I due dirigenti comunali di Palermo arrestati per corruzione “continuano a godere di un’ampia fiducia all’interno degli organigrammi comunali, sicché appare chiaro che, in assenza di un’adeguata misura cautelare potranno continuare a beneficiare di incarichi apicali all’interno dell’Area tecnica e di ogni altra struttura amministrativa”.

Lo scrive il gip che li ha arrestati per corruzione. Per il magistrato sarebbe “pericoloso per il buon andamento della macchina comunale continuare ad affidare funzioni di rilievo a due soggetti palesemente inclini a delinquere”. “Neppure va sottaciuto – aggiunge – quanto emerso all’esito del processo di primo grado in cui entrambi sono risultati condannati per il reato di lottizzazione abusiva. Proprio nell’ambito di quella vicenda, è emersa con forza la vera e propria indifferenza dei due dirigenti comunali per i beni pubblici legati alla tutela dell’ambiente e al buon governo del territorio che, nell’ottica di chi dirige uffici all’interno di qualsiasi Area tecnica comunale, dovrebbero semmai rappresentare un vero e proprio faro atto a guidare ed illuminare ogni scelta amministrativa”.

“Li Castri (uno dei due dirigenti arrestati, ndr) continua a tutt’oggi a vantare un inusitato potere decisionale in relazione all’intera organizzazione comunale”, prosegue.

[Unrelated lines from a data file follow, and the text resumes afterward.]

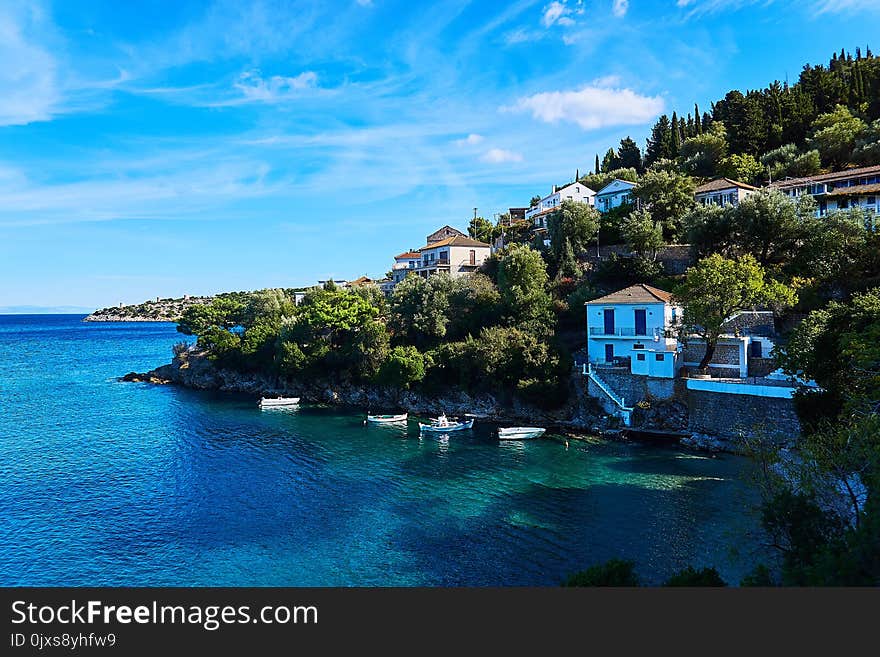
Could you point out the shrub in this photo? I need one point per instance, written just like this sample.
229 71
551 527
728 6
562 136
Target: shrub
616 572
693 577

Il gip sottolinea anche “la strettissima contiguità che, nonostante le recenti vicende giudiziarie che lo hanno riguardato, continua a legare Li Castri all’assessore Emilio Arcuri, contiguità ad esempio tradottasi in vere e proprie richieste di suggerimenti/nulla-osta che l’assessore ha avanzato sulle modalità con cui ruotare gli incarichi dirigenziali all’interno dell’Area tecnica comunale”.